Y sin embargo… el emperador mismo. Había elegido robar el Cetro Lunar porque era la pieza más famosa del imperio. Quería que una de sus obras se exhibiera en la grandiosa Galería Imperial.

No obstante, la tarea en la que trabajaba ahora… era algo mucho más grande. ¿Qué falsificador había conseguido una hazaña semejante? ¿Una falsificación sentada en el mismísimo Trono Rosa?

«No —se dijo, con más fuerza esta vez—. No te dejes engañar. Orgullo, Shai. No dejes que te mueva el orgullo».

Abrió el cuaderno por las últimas páginas, donde había ocultado sus planes de huida en código, disfrazado para parecer un diccionario de términos y personas.

Aquel sellador de sangre había aparecido corriendo el otro día, como asustado por llegar tarde para reponer su marca. Sus ropas olían a alcohol. Estaba disfrutando de la hospitalidad de palacio. Si Shai pudiera lograr que llegara temprano una mañana, y asegurarse de que se emborrachara como una cuba esa noche…

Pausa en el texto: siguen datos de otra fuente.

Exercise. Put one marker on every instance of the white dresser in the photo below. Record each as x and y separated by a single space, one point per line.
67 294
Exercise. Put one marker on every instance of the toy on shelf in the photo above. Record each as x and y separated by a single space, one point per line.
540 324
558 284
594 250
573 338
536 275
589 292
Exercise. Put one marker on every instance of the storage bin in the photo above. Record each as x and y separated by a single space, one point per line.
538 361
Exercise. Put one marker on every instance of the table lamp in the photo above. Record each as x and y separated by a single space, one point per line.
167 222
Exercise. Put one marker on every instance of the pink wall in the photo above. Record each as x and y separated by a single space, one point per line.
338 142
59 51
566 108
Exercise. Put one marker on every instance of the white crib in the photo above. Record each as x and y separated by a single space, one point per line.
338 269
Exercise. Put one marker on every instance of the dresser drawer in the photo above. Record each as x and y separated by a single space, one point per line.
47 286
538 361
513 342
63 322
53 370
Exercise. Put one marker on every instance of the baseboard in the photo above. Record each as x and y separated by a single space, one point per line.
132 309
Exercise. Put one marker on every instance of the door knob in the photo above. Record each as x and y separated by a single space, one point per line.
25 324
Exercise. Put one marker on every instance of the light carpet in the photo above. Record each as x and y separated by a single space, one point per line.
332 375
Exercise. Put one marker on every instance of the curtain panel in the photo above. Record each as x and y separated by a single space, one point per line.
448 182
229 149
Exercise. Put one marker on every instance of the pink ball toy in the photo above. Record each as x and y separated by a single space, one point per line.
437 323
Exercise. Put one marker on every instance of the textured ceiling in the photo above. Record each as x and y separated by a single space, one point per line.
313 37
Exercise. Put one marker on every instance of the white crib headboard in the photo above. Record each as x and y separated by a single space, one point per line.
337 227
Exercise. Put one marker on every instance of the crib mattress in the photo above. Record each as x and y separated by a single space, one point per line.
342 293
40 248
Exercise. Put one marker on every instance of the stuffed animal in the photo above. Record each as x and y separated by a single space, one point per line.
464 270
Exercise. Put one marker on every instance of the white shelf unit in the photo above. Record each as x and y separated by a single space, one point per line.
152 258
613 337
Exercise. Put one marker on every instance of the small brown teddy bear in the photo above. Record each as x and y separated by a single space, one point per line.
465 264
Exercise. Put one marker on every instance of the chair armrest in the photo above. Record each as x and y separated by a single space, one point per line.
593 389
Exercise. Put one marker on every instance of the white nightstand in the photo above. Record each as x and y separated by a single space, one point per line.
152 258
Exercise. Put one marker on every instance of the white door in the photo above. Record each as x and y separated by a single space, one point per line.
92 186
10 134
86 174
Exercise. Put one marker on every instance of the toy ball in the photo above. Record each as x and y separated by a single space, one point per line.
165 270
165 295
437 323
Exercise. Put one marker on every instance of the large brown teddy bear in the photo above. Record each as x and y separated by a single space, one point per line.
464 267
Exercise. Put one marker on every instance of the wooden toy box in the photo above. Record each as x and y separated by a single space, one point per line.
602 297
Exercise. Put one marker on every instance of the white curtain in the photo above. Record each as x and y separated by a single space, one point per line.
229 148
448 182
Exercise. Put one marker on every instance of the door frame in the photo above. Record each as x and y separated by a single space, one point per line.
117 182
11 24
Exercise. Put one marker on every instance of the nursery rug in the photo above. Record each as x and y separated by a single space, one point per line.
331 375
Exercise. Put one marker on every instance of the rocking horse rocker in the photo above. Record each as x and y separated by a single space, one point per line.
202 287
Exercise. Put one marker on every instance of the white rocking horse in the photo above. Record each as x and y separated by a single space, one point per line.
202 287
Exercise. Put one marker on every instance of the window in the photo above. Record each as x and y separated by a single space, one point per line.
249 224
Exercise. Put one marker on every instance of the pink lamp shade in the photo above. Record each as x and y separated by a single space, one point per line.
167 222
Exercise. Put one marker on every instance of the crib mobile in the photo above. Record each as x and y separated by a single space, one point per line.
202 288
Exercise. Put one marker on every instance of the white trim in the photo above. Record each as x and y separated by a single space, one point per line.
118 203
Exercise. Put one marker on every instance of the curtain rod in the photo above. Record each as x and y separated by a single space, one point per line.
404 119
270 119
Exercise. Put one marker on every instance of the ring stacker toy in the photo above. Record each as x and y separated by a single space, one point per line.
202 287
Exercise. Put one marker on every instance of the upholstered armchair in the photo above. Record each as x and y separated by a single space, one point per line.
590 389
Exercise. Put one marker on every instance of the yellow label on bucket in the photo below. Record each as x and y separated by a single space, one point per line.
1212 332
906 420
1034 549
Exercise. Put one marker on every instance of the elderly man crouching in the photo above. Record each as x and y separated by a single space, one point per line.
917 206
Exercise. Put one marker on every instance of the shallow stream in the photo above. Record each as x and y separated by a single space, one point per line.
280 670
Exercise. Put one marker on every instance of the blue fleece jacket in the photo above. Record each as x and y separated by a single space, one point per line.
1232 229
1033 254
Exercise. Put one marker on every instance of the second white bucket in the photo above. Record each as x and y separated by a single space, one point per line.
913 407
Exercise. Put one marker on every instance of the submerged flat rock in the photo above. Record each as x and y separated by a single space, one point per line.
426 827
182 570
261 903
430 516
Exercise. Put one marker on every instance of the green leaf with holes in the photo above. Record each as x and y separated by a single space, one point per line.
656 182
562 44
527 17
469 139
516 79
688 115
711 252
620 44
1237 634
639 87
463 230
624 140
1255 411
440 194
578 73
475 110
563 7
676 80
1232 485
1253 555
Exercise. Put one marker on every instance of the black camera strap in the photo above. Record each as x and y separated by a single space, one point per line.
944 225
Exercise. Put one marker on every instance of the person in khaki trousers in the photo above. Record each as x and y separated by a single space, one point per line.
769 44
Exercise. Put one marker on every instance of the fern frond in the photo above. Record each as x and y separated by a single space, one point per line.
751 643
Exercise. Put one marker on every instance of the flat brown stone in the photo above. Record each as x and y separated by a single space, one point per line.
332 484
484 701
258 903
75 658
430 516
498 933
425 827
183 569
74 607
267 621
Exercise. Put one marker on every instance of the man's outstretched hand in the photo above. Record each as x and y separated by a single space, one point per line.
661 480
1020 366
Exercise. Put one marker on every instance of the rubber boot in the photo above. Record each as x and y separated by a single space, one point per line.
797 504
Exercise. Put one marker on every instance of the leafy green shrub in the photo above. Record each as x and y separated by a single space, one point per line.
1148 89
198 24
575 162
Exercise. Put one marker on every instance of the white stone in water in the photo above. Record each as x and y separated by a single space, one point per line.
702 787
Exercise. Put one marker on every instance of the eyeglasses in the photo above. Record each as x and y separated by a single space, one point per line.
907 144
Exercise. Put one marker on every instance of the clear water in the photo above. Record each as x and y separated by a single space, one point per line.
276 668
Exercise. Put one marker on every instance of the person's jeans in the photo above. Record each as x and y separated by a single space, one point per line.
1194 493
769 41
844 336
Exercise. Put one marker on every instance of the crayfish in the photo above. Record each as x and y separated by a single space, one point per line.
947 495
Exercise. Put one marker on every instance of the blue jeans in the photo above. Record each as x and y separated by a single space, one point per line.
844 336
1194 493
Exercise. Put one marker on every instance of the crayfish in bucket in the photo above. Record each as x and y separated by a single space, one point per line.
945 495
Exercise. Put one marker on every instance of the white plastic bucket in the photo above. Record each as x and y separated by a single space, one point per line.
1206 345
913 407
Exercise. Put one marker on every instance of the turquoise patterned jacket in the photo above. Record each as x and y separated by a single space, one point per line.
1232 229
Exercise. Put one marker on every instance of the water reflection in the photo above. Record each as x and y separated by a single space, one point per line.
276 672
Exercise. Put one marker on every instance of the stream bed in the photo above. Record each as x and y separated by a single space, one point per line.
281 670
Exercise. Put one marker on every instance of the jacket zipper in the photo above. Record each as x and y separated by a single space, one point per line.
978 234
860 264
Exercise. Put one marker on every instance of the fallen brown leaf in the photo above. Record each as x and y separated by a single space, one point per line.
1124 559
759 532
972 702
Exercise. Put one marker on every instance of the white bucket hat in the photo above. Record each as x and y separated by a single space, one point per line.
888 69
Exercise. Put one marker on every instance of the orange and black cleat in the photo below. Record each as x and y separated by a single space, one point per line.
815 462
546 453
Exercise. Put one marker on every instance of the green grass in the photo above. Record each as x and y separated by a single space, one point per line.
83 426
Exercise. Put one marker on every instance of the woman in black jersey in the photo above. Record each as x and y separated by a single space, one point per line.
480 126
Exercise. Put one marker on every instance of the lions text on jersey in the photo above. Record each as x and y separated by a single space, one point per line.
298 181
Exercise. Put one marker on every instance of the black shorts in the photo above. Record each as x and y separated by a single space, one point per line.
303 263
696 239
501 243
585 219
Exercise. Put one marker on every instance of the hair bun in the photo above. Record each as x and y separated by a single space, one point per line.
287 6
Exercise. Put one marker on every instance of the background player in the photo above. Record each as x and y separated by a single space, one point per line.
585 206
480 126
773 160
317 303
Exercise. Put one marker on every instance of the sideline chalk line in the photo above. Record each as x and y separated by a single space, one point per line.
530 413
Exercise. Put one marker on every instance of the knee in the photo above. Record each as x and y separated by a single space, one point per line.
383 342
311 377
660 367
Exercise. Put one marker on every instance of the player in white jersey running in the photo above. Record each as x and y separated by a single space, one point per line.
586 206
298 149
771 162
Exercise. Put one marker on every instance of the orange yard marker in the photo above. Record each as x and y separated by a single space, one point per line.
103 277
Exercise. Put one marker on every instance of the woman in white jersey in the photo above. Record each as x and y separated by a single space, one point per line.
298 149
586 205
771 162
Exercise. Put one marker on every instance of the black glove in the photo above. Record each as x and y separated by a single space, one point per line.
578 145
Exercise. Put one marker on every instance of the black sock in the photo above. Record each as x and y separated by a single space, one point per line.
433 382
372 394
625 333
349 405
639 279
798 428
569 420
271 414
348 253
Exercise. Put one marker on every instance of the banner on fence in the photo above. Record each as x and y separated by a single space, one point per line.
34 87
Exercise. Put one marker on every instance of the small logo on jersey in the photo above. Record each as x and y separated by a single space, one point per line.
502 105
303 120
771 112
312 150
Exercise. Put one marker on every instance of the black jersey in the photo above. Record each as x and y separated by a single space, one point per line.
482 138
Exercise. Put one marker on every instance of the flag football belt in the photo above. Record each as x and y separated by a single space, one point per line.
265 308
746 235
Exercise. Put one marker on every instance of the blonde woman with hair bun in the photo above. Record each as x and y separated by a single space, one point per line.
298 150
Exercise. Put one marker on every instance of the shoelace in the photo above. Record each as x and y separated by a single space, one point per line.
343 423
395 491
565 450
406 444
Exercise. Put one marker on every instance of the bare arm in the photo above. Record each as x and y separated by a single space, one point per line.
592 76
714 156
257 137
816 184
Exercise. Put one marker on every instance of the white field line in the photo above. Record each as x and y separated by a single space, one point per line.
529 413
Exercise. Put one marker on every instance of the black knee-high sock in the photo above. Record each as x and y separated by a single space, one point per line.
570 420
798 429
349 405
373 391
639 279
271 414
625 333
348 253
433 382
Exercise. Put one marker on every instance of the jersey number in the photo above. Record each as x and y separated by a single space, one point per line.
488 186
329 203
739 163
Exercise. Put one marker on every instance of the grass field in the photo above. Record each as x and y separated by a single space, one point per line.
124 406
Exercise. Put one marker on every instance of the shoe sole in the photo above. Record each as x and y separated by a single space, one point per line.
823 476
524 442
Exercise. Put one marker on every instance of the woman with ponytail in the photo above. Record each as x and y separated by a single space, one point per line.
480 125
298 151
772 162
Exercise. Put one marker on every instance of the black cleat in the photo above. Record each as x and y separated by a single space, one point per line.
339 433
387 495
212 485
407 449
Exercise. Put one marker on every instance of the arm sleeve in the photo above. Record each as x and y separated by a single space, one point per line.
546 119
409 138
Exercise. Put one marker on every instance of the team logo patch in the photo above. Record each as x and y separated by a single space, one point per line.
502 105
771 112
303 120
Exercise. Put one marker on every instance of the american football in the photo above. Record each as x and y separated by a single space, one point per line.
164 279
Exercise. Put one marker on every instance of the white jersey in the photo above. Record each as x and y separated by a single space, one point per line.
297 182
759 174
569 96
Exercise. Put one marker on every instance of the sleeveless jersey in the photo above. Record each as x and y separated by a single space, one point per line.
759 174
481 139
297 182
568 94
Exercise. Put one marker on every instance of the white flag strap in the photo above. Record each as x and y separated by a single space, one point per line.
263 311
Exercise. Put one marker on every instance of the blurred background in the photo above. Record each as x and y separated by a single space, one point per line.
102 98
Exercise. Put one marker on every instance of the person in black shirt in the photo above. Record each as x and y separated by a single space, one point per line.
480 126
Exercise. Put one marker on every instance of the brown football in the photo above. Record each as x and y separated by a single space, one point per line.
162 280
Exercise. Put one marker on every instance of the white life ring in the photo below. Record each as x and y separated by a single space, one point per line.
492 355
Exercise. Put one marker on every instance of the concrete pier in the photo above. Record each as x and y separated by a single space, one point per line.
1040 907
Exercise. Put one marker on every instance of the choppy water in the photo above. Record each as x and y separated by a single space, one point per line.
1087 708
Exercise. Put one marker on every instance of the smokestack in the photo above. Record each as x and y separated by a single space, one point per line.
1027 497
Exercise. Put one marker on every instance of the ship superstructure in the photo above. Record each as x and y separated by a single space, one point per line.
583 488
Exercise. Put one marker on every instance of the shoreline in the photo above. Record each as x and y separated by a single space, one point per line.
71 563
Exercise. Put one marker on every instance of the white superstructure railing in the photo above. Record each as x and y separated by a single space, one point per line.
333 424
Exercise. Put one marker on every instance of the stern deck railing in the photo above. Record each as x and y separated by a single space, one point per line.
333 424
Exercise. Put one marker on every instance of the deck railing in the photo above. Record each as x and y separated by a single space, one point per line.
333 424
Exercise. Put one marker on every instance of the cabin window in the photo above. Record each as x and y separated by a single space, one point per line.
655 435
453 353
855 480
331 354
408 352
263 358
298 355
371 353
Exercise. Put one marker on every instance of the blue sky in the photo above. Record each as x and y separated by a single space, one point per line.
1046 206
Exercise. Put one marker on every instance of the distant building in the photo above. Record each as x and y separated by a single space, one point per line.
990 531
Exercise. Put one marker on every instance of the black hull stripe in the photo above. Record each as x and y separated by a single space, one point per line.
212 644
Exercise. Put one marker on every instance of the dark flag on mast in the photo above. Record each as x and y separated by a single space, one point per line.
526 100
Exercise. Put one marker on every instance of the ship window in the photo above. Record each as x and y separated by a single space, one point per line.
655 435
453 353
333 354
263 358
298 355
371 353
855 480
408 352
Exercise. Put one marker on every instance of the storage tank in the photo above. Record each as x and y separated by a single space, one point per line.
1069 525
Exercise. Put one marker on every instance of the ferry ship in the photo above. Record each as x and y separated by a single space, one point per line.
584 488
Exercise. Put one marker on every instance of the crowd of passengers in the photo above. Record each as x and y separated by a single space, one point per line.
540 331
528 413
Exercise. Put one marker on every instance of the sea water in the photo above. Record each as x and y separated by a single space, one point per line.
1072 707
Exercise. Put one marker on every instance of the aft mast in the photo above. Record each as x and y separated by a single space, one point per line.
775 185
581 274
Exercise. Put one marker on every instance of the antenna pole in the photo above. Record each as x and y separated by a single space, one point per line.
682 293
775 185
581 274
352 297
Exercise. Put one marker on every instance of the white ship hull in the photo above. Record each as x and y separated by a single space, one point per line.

Las montañas de los arietes rodeaban Dzhamar, donde se hallaban los pantanos de los selladores de sangre. El odio mutuo que se profesaban era intenso, quizá más intenso que su lealtad al imperio. Varios arietes en concreto parecían asqueados cuando entraba el sellador de sangre. Shai había empezado a hacerse amiga de esos guardias. Alguna que otra broma. Menciones a alguna coincidencia entre su pasado y el de ellos. Se suponía que los arietes no podían hablar con Shai, pero habían transcurrido semanas sin que ella hiciera otra cosa que repasar libros y charlar con viejos árbitros. Los guardias estaban aburridos, y el aburrimiento hacía que la gente fuera fácil de manipular.

Shai tenía acceso a bastante piedra de alma, y la emplearía. Sin embargo, a menudo era mejor utilizar métodos más elementales. La gente siempre esperaba que un falsificador empleara sellos para todo. Los grandes contaban historias de magia negra, de falsificadores que colocaban sellos en los pies de la gente mientras dormían, cambiando sus personalidades, invadiéndolas, violando sus mentes.

La verdad era que un sello de alma solía ser el último recurso de un falsificador. Era demasiado fácil de detectar. «Ahora mismo, no me jugaría mi mano derecha por mis Marcas de Esencia…»

Casi sintió la tentación de intentar tallar una nueva marca para usarla en la huida. Pero es lo que ellos estarían esperando, y Shai tendría verdaderos problemas para realizar los cientos de pruebas necesarias para que una funcionara. Los guardias alertarían de que la probaba en su propio brazo, y las pruebas con Gaotona no funcionarían nunca.

Además, utilizar una Marca de Esencia sin haberla probado antes… Bueno, eso podía salir muy, muy mal. No; en sus planes de fuga emplearía sellos de alma, pero para su corazón se requerirían subterfugios más tradicionales.